First 20-day shipments dove 22% from a year earlier, data out Monday showed, an astonishingly bad print from the global demand bellwether. Exports to China dropped 30%, while semi shipments plunged 40%.
In one way or another, South Korea is caught in every major geopolitical cross-current, from the trade war (evidenced by the export slump) to the rising tide of nationalism (see the worsening spat with Japan) to Donald Trump’s adventures in dictator diplomacy (the US president’s on-again/off-again fling with Kim Jong-Un is a continual source of uncertainty for Seoul).
Recall that inflation in South Korea flat-lined last month. In July, the BOK slashed its economic forecasts in the course of cutting rates, and the country has struggled mightily in the face of global trade frictions. Jitters about a turning of the semi cycle have made things worse. Early last month, the Kospi garnered the dubious distinction of becoming the worst-performing major equity benchmark in the world. The diplomatic row with Tokyo is just insult to injury.
“Slumping global demand has hurt South Korea’s corporate investment and hiring, putting the economy on course for the slowest expansion since the global financial crisis”, Bloomberg wrote Monday, adding that “as the US-China trade war shows no sign of ending, South Korea’s feud with Japan over export restrictions has deepened, hurting confidence in Asia’s key supply chain”.

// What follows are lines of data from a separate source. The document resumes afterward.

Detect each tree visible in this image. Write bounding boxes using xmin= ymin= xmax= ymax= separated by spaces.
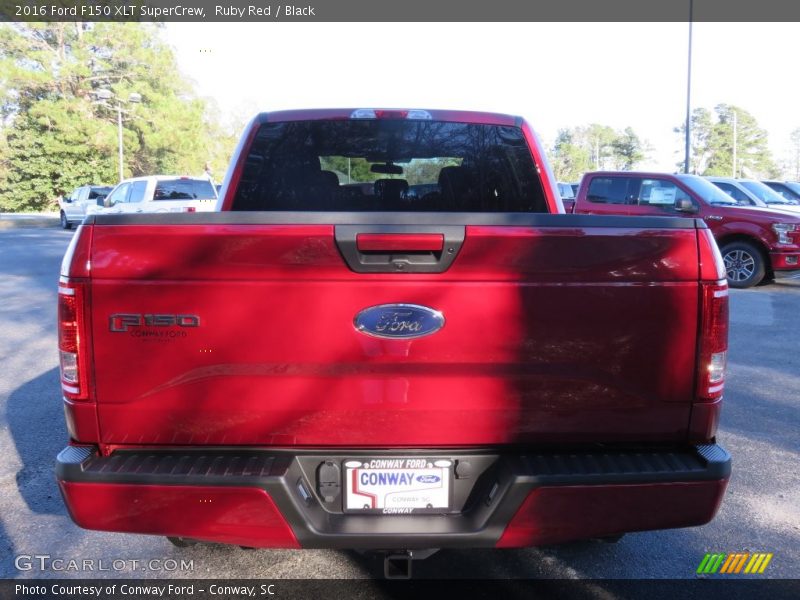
xmin=547 ymin=124 xmax=649 ymax=181
xmin=0 ymin=22 xmax=237 ymax=211
xmin=549 ymin=128 xmax=592 ymax=182
xmin=2 ymin=99 xmax=119 ymax=211
xmin=674 ymin=107 xmax=714 ymax=174
xmin=610 ymin=127 xmax=648 ymax=170
xmin=675 ymin=104 xmax=778 ymax=178
xmin=319 ymin=157 xmax=382 ymax=183
xmin=581 ymin=124 xmax=617 ymax=170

Meanwhile, down under, Australia’s September flash manufacturing PMI printed in contraction territory at 49.4 from 50.9 in August. Output fell to 48.3 from 51 and new orders dipped.
Although the composite and services gauges returned to expansion in September, the sub-50 read on the factory gauge likely underscores the case for more RBA easing.
“The divergence in the readings on the manufacturing and services sector is somewhat unusual, though not unprecedented”, Commonwealth Bank senior economist Gareth Aird said, adding that “the dip in the manufacturing reading was a touch disappointing, particularly given the ongoing weakness in the Australian dollar”. He did call the overall numbers “an encouraging result thanks to a pickup in the services sector”.
Coming back to Europe, it wasn’t just Germany that disappointed on Monday. PMIs for France missed across the board too. The manufacturing PMI printed 50.3 (estimate was 51.2), while the services gauge missed consensus by a mile, coming in at just 51.6 versus estimates of 53.2.
That services print was well below even the most pessimistic prediction from 19 economists.
To be sure, France’s numbers weren’t the train wreck seen in Germany, but considering August’s “green shoots“, they weren’t exactly inspiring either. “With services firms registering their slowest rise in activity since May, fears of negative spill over effects from the manufacturing sector are coming to fruition”, Eliot Kerr, an economist at IHS Markit said, in the course of warning that “any intensification of such effects would likely dampen economic growth going forward”.
If Monday’s data is any indication, the nascent rebound in economic sentiment that helped bond yields bounce off their August nadir might be seen in hindsight as something of a false dawn.